Deportation in Africa: A Political Play
“The Trump administration is about deals, about deal-making, and any strongman would welcome that”—Marlon Agaba, Executive Director of Anti-Corruption Coalition in Uganda.
On February 2025, US sanctioned a close ally of President Paul Kagame who is Rwanda’s Minister of State for Regional and Integration, Mr. James Kabarebe and Lawrence Kanyuka Kingston, a Senior Member and Spokesperson of a largest rebel group operating in Democratic Republic of Congo; the Congo River Alliance which comprises of M-23 Rebel group for been linked with “violence and human right abuses” in DRC. Rwanda defined the act as a signal of “tough relations” with the US under President Trump, whom he later “commanded” the signing of the “Rwanda-Congo Peace Accords,” famously known as the “Doha Peace Agreement.”
The DRC had something to offer the US in exchange for a small privilege in the deal, mostly through the multinational companies’ mineral agreements. However, Rwanda had to provide something to be highly favored and considered in the Peace Accord too.
In August 2025, Rwanda struck deal with US and become a “third-party country” as a recipient of deportees from US. The agreement aimed at creating a balancing privilege with the Congo DRC in the eyes of Donald Trump, but also to soften the tough relations with the US. Although Rwanda had declared that it will set the conditions for individuals who would be accepted, it’s clear that the US will direct who would be welcomed in Kigali.
Rwanda has a history of using the “humanitarian perspective” as a way of obtaining a financial deal, as it happened from the “Rwanda Asylum Deal” signed in 2023 with the United Kingdom, where the Kigali government would be paid 120 million Euros for sheltering illegal immigrants and asylum seekers from the U.K. for five years. Due to legal and political reasons, the deal became unfruitful.

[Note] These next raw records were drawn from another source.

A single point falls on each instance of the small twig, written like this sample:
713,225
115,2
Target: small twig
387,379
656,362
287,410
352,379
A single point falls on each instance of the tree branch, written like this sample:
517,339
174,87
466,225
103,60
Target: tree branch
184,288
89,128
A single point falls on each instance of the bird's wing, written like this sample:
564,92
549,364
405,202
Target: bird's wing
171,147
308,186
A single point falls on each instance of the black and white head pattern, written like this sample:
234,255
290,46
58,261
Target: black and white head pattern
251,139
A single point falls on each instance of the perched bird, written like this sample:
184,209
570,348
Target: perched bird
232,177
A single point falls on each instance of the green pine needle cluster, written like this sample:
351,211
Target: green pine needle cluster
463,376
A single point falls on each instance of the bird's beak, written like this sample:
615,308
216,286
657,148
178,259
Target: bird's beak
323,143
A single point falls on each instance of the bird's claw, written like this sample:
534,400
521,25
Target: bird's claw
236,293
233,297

In the final days of US withdrawal in Afghanistan; U.N and US signed a “humanitarian deal” with Rwanda to host 250 refugees mostly girls who were banned to study by the Taliban administration and according to the International Organization for Immigration and the, School for Leadership, Afghanistan (SOLA), the Kigali government had received the financial assistance for hosting the Afghan Refugees Students in Rwanda.

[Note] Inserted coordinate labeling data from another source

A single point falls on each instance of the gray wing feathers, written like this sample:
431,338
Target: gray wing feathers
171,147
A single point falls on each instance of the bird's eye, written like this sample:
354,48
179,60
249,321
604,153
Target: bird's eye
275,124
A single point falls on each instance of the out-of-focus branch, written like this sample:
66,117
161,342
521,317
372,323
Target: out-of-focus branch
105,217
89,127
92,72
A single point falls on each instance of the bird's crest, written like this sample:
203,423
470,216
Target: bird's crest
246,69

In neighbouring country, Uganda, the Kampala administration has been using the copy and paste methods from Kigali, from hosting the Afghan girls to accepting the US deportees. President Yoweri Museveni, an 81-year-old president who recently bid to run for a seventh term, extending his nearly 40 years in power, is no stranger to engaging in confrontation with the US, particularly in criticism of his crackdown on opposition parties and undemocratic rule in a poor third-world country.
Museveni uses the US deportee deal to create a sustainable and peaceful relationship with the Trump administration, as Uganda’s participation in the African Growth Opportunity Act (AGOA) agreement was terminated in 2024 due to the 2023 Anti-Homosexuality Act. Also, Uganda has been facing a 15 percent tariff on agricultural products from the US administration, creating a stumbling block for export marketing. According to the Center for Global Development, Uganda’s USAID cuts were reduced to 66 percent, as it is included among the eight most affected countries with the cut-off. The sectors most affected by the cutoff are health production, humanitarian and refugee support, and healthcare.

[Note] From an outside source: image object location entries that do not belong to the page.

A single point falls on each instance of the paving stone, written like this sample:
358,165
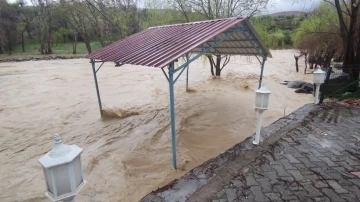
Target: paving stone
349,197
307,163
272,176
316,153
250,180
220,200
334,157
291,158
355,181
328,161
302,195
317,183
271,160
287,165
303,170
266,168
313,192
265,184
340,177
351,162
275,197
321,199
285,194
332,195
300,166
354,190
345,165
313,158
280,171
259,195
297,175
306,172
231,195
339,189
237,183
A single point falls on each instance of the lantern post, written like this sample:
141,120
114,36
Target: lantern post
261,104
63,171
319,77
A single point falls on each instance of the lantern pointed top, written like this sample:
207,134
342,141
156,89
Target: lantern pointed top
57,138
59,149
263,89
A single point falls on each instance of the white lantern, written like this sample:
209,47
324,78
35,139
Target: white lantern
262,98
319,76
63,171
261,104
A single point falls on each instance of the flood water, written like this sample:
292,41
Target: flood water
128,154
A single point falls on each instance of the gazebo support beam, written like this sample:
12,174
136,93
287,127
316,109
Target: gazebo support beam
262,71
92,61
187,72
172,112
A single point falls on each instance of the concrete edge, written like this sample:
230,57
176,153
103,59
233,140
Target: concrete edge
212,166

Museveni attempts to bridge the relations and soften the tension through the Deportation deal, so as many African governments, including those of Eswatini, Ghana, South Sudan, and Rwanda.
Who knows who will be next in Africa, as everyone is eager to try to please President Trump and his administration.
In January 2015 Africa adopted the “The Agenda 2063: The Africa We Want” a blueprint and masterplan to transform Africa into a global powerhouse into the future. With this Shameless and Shameful deal, the Agenda 2063 will become just another African Paper Tiger Plan.